Canadian-income-tax version 2024.0

Package canadian-income-tax lives on! If you live in Canada and have some taxes to file, try it out. You can build it yourself and use it locally, or just head to [http://taxell.ca].

After the first two years in the desert, I decided to approach CRA and ask for permission to upload the completed return via their secret NETFILE protocol, instead of making users print the PDFs and mail them in. Unfortunately the software wasn’t accepted for this year, because it was lacking some undocumented technical requirements. This year I have added the missing features (T4 slips and save/load functionality, AFAIU), so there’s some hope it will be accepted for the next year.

Enjoy!

12 Likes

Does the tax office provide a formal specification of the relationships between the FDF fields in their PDF forms?

I’m asking because Nikita Volkov and me are working on the European e-invoice standard, which is also (formally) defined as a subset of a record type (XML in that case). If we succeed, we will have a quite general toolkit for Haskell code generation from data type specifications.

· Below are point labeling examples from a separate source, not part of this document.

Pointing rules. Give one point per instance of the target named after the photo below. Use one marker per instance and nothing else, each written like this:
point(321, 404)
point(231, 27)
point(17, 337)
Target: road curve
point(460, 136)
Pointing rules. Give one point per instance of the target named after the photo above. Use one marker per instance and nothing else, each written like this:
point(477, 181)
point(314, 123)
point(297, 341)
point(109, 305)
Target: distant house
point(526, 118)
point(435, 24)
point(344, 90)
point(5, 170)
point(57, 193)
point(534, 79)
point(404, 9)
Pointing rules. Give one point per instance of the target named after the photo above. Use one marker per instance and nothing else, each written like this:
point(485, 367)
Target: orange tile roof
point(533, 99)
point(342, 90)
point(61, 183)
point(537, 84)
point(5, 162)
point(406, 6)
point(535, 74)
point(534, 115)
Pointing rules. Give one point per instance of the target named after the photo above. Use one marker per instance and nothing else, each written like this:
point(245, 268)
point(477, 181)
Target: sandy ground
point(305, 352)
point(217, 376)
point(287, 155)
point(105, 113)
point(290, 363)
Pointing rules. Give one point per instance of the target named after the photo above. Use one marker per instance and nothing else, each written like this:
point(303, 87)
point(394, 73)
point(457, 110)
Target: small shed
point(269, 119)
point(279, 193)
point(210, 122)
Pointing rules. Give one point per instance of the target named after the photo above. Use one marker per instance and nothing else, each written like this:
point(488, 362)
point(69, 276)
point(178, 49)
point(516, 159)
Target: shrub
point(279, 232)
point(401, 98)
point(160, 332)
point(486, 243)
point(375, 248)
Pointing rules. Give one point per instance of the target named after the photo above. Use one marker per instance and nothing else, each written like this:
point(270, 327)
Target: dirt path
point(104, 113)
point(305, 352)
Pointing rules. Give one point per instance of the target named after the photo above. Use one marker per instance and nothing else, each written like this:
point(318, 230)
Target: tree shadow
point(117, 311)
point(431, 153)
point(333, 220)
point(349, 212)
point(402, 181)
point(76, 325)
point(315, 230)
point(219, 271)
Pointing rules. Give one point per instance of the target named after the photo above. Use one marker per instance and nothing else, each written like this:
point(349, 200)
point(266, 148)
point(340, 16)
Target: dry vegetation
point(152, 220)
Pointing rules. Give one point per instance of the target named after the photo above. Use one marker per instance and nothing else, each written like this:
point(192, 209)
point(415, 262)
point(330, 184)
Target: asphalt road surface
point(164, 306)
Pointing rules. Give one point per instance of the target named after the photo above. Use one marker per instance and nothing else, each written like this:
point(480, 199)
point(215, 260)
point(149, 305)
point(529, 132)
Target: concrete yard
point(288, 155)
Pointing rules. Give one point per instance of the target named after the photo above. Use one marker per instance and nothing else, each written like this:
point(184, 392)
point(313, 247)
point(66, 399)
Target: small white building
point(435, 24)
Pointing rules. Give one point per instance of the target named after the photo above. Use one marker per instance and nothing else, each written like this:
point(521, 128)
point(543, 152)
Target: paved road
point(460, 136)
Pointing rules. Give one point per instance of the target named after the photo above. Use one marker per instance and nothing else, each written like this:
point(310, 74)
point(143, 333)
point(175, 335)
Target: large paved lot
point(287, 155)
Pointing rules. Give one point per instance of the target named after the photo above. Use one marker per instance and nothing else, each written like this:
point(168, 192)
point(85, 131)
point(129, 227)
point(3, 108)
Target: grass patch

In many ways, e-invoices are similar to PDF forms, because the first iteration of the standard required the XML invoice to be bundled with a PDF that displayed the same information in human-readable form. Today, only the XML may be exchanged, which in the case of PDF forms is equivalent to handing in the naked FDF.

1 Like

I wish. I had to reverse-engineer it from the PDFs. The test suite checks that the fields are all there and that the calculations are idempotent and non-cyclic, but otherwise I have no way of knowing if they are correct. Furthermore, there are changes every year and some of them are subtle. One reason I applied for the NETFILE documentation is that I’m hoping the XML Schema is more stable.

Does the e-invoice standard come with an XML schema and Schematron correctness rules? That would be so nice to work with. Though Haskell unfortunately lacks a good XML schema library, and I don’t think there’s anything for Schematron at all.

When you said “reverse-engineer”, does that mean some sort of checking is baked into the PDFs (maybe as JavaScript)?

The e-invoice is defined in the EN16931 standard and one of the compliant implementations, the French Factur-X, has an XSD with associated schematron rules. Even the Basic variant has about 400 schematron rules!
Nikita has written a new parser for XPath expressions because the existing implementation does not cover the current standard. That is mostly what is needed for parsing schematron files. Next up is to define an algebra of assertions, which will refine the original XSD model. The crucial part of the spec are equational assertions, though, whence I’ve been asking all sorts of subtype-related questions on this discourse lately. The math is beautiful, hence a fun project to work on.

Yet all this is a lot of software development for a small company like mine. I’d be grateful if someone else with a use for Haskell XML models could step in and share the cost, maybe monetizing the code generation as SAAS.

2 Likes

I may have used the wrong term, sorry. I don’t actually have access to any sort of code or anything engineered to reverse-engineer, except for the fillable PDF forms and accompanying human-readable instructions on how to complete them. There are no checks in PDFs. I presume CRA has proprietary software to verify the forms as they arrive, but I have no evidence of that.

The architecture I settled on represents each form in three parts: the form type as an HKD record, the mapping of record fields to FDF form fields, and the equations for completing the form.

Is your code open source? I don’t know if I’ll have a use for it, but I may be able to contribute at some point. I have implemented XML Schema and RELAX NG validation and a streaming subset of XPath in the past, not in Haskell unfortunately. I just don’t have any spare time at the moment. I wish you best luck. XML standards are unfortunately nobody’s idea of fun, nor of career advancement these days.

That has some similarities with our approach:

  1. The form shape corresponds to an XSD spec. The HKD makes sure that any operations are done on the same shape. That connection is actually weaker between XSD and schematron, as any schematron can be applied to any XML.
  2. The mapping corresponds to the marshalling of Haskell values to exchange format, e.g XML
  3. Instead of equations we will have an algebra of assertions, which include equations but also arbitrary predicates over a language that can access all fields.

What we are aiming for is to completely eliminate those constructors that will be filled in by equations, and generate an embedding from the simplified to the original form. In your tax case those constructors are still there, but can be given an empty value. You could go one step further and use GHC.Generics.V1 on them to completely disable those fields. Nikita advocated against HKD because it does not go well with deriving of type classes.

There could be (PDF is an abomination and security risk), but CRA apparently chose not to implement them and do all validation server-side.

Ideally it will be, but the development cost is accumulating and the cost/benefit ratio is getting higher than what is justifiable for us. The toolkit will be split across several packages, allowing us to at least open-source the general core.